Haberski v. New York City Department of Education

Order, Supreme Court, New York County (Michael D. Stall-man, J.), entered April 4, 2005, which denied the petition brought pursuant to CPLR article 78 seeking to annul respondent’s determination dismissing petitioner from his position as principal, and dismissed this proceeding, unanimously affirmed, without costs.

Petitioner failed to establish that respondents’ determination regarding the calculation of his probationary service was either irrational or arbitrary and capricious. To the contrary, the record demonstrates that respondents began crediting the time petitioner served as principal of Sheepshead Bay High School at the start of the school year, when he officially assumed that position.

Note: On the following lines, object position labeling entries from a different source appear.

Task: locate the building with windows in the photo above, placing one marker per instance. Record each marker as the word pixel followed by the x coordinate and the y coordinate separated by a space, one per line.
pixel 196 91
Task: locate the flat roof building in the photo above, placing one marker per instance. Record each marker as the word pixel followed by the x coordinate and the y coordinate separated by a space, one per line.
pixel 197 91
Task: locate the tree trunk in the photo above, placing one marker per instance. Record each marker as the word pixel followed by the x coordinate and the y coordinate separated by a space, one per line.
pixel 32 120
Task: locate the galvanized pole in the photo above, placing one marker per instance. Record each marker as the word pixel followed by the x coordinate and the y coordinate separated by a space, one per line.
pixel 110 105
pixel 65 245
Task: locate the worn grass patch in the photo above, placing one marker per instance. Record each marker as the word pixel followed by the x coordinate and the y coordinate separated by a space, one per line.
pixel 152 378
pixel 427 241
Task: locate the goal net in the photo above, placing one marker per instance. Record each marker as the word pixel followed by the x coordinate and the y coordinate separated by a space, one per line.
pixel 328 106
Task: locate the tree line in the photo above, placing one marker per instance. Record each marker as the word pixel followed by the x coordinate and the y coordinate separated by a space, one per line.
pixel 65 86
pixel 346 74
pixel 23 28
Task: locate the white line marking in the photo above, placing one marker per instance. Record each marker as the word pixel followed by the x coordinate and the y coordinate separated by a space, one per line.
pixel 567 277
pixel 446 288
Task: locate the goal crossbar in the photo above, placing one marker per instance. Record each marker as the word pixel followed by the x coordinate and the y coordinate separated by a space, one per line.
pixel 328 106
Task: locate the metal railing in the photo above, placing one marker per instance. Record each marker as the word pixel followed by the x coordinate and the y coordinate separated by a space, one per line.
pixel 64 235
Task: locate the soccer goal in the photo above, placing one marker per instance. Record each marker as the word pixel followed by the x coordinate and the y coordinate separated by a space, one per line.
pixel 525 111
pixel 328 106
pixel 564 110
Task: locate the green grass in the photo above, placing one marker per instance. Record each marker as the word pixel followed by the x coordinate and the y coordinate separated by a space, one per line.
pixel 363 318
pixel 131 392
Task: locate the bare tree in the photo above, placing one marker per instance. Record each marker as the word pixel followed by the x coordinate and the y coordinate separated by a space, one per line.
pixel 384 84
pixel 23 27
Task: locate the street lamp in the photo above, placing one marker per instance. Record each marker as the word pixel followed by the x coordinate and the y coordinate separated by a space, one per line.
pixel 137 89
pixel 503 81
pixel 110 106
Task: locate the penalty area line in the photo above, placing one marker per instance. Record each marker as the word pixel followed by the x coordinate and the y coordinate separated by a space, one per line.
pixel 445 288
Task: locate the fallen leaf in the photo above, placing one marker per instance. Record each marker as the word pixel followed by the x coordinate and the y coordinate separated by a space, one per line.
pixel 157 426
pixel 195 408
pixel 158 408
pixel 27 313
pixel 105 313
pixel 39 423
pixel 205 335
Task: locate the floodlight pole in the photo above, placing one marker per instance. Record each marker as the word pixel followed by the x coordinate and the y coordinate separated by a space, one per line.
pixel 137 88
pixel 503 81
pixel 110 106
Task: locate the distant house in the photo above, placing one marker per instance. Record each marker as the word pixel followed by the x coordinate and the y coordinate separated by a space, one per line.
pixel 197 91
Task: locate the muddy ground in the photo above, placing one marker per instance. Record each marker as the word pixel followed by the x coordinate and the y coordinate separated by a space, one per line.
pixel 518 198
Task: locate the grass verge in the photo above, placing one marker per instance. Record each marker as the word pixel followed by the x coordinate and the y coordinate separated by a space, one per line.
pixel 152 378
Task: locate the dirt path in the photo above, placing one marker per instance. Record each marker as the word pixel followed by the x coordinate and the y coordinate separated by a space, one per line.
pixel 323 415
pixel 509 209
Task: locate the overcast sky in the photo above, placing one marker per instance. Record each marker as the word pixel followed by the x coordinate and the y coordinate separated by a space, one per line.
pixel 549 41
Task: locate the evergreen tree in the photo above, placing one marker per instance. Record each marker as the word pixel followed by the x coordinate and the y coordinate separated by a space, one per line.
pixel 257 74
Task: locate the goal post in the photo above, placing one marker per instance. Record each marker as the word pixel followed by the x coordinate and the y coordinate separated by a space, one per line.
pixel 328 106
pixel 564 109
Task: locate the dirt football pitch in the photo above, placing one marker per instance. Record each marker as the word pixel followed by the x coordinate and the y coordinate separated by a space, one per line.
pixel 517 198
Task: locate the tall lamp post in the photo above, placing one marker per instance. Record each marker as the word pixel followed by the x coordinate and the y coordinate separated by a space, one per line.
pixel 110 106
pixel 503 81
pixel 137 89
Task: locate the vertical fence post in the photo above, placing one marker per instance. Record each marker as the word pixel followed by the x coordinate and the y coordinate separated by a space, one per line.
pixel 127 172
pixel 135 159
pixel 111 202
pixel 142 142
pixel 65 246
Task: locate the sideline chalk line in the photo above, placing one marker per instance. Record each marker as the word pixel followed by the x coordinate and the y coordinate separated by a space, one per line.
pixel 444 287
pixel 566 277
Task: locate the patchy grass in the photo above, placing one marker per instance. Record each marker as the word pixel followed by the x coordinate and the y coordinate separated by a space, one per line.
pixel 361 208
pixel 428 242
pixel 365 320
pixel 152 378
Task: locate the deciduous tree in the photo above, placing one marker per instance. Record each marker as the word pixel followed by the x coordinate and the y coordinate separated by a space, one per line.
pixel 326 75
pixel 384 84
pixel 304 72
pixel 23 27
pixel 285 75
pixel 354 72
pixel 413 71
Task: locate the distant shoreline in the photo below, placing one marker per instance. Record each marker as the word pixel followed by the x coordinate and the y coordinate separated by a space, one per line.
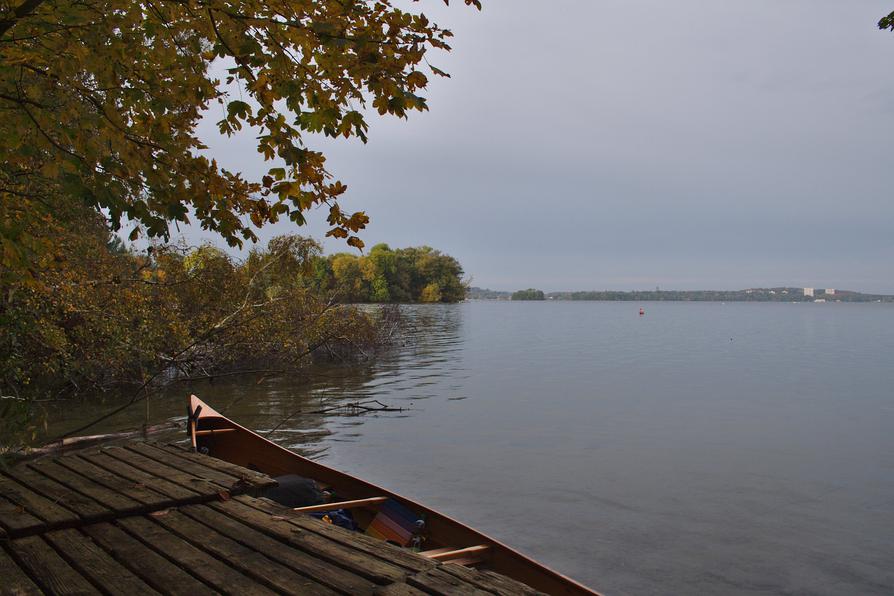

Petitioner’s three-year probationary period was frozen from September 2000 through the summer of 2003, while serving as a “principal assigned” at the Brooklyn High School Superintendent’s Office and during the final summer at South Shore High School. On August 23, 2003, he was assigned as principal at Sheepshead Bay, with still five months to go in his probationary status. Any work he voluntarily performed in preparation for that position while serving temporarily as principal assigned at South Shore, which was part of his frozen period, would not have been in furtherance of his probationary period, which is designed “to determine if appointees are ‘competent, efficient and satisfactory’ for purposes of recommending tenure” (Matter of McManus v Board of Educ. of Hempstead Union Free School Dish, 87 NY2d 183, 188 [1995]). Petitioner has failed to establish that he achieved tenure by estoppel. Concur—Mazzarelli, J.E, Saxe, Marlow, Sullivan and Williams, JJ.